I have a cloudwatch alarm action that triggers an SNS topic.
The alarm metric is configured to filter CRITICAL events in a Lambda Log group.
The Lambda (invoked every 15 minutes) checks for CloudFormation stacks in 'error' states and logs the critical event for each stack in the error state.

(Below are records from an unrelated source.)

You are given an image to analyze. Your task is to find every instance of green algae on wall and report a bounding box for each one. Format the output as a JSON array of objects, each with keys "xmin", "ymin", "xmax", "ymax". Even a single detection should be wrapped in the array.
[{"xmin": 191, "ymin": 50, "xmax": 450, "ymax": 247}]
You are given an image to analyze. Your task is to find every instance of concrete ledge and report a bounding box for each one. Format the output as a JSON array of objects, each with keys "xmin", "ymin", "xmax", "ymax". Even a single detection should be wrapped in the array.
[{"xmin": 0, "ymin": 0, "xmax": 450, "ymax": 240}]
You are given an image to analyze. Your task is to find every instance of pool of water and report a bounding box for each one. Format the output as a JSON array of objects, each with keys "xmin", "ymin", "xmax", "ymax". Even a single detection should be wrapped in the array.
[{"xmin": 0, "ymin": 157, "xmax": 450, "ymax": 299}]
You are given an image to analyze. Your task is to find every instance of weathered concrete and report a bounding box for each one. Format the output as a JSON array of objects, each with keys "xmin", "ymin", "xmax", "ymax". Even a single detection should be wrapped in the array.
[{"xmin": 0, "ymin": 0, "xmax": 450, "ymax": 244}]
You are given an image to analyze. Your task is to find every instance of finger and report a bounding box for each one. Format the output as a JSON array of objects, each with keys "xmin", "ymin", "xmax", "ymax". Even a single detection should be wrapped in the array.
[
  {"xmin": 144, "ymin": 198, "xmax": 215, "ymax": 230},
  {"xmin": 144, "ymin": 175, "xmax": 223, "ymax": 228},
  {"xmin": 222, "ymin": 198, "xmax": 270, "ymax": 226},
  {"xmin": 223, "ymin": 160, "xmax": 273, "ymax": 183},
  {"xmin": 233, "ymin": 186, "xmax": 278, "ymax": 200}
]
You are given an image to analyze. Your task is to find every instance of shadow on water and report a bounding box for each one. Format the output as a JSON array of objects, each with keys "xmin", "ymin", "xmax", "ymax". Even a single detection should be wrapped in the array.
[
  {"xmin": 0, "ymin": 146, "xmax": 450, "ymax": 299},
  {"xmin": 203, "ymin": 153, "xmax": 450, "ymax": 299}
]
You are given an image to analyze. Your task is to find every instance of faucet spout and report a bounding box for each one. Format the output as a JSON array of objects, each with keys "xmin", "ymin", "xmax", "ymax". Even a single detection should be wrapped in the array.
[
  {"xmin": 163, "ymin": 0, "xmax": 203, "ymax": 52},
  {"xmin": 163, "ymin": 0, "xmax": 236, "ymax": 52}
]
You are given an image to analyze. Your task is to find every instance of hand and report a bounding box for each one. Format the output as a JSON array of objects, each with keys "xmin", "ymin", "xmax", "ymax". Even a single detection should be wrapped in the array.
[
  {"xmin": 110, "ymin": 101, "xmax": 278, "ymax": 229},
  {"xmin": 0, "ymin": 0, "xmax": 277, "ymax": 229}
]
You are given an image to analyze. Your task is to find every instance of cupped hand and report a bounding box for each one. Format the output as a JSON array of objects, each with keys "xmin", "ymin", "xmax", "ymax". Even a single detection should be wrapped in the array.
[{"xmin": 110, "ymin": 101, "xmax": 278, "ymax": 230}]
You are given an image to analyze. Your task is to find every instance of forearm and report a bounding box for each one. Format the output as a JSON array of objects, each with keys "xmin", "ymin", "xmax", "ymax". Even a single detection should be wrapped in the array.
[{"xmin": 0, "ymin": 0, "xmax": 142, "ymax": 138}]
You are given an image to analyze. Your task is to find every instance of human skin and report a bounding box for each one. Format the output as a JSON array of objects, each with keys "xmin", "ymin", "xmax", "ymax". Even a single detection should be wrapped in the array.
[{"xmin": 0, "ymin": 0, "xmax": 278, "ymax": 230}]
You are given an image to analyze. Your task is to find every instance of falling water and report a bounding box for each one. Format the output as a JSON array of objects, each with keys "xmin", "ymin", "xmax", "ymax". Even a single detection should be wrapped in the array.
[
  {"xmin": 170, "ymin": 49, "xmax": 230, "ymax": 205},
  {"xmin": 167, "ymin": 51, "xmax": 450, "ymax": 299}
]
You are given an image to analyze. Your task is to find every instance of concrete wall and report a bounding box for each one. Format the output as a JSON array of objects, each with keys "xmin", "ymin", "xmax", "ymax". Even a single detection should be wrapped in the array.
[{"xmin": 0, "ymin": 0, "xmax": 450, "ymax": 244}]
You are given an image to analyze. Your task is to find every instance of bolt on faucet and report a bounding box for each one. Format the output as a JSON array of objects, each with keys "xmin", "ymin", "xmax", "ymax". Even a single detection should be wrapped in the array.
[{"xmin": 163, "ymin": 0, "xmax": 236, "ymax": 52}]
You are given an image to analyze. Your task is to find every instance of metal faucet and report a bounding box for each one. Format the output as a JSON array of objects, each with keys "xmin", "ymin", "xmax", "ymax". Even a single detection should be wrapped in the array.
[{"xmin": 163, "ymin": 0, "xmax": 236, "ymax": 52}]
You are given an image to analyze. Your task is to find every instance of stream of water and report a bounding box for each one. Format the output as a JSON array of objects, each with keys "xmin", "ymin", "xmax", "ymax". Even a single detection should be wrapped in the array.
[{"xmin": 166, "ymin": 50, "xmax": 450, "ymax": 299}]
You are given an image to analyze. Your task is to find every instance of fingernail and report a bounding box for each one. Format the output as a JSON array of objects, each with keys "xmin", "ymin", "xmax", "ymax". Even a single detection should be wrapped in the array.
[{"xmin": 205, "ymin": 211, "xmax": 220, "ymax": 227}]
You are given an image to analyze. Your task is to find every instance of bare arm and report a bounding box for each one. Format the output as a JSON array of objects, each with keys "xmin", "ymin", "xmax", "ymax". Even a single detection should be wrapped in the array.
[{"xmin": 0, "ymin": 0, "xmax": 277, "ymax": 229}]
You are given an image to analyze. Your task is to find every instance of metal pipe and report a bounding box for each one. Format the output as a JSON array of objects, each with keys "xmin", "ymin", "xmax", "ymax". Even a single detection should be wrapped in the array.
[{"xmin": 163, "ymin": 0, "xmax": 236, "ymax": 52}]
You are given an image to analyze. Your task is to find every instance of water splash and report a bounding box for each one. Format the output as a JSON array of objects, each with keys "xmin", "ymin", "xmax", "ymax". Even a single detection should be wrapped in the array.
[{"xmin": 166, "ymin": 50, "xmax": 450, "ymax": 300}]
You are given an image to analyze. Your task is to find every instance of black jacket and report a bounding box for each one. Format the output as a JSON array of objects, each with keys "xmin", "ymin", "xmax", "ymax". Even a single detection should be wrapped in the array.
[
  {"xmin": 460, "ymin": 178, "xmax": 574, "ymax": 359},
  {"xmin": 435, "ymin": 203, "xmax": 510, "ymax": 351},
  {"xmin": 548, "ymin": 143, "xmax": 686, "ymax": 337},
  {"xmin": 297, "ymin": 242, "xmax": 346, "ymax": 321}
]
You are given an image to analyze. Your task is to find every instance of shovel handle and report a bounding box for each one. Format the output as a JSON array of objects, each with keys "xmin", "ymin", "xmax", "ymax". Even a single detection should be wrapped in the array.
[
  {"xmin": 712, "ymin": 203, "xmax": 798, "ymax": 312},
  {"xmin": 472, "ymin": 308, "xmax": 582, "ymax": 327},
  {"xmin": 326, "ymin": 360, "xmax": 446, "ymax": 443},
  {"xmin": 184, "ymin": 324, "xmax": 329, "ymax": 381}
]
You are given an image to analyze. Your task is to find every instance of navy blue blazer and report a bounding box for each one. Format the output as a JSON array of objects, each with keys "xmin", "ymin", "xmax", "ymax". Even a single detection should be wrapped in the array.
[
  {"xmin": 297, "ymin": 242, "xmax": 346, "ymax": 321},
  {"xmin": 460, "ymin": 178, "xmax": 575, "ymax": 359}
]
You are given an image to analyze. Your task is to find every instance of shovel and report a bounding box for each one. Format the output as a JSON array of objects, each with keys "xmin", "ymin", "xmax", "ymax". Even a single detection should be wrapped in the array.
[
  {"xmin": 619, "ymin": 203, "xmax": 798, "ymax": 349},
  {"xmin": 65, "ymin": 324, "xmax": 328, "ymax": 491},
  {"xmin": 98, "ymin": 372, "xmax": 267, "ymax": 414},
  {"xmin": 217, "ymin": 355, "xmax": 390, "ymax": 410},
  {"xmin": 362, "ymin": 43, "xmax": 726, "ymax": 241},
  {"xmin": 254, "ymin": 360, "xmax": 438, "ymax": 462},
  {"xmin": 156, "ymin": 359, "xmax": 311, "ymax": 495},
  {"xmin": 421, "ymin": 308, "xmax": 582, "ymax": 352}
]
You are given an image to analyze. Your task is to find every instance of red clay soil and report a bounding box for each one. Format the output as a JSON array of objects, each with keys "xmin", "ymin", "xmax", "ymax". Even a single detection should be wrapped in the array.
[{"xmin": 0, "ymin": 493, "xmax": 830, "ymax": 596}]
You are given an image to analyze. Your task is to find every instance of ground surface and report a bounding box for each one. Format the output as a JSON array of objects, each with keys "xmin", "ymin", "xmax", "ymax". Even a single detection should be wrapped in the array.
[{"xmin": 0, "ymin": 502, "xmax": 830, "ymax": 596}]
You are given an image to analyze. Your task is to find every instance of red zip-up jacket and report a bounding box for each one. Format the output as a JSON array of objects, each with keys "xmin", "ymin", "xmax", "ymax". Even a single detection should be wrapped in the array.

FilterPattern: '{$.level="CRITICAL"}'
MetricValue: 1
AlarmActions: Send to SNS Topic
Period: 600
TreatMissingData: notBreaching
ComparisonOperator: GreaterThanOrEqualToThreshold
Threshold: 1
EvaluationPeriods: 1
Statistic: Maximum
Cloudwatch alarm works as expected when 1 stack is in the error state:
- Picks the CRITICAL event
- ALARM changes state to 'In Alarm'
- SNS Topic triggered
If any other stack goes into error (like 15 minutes later), and the initial stack is still in error, the Alarm doesn't act on it. i.e. trigger the SNS topic.
I understand from research that this is normal behavior because " If your metric value is still in breach of your threshold, the alarm will remain in the ALARM state until it no longer breaches the threshold."
I have also tested this and confirmed - I used boto3 to set_alarm_state back to OK, invoked the Lambda manually, the Alarm state was changed back to 'In Alarm', and the SNS topic triggered.
is there any other suitable configuration or logic I can use to trigger the SNS topic for every stack in the error state?
This looks like a very viable solution. Thank you.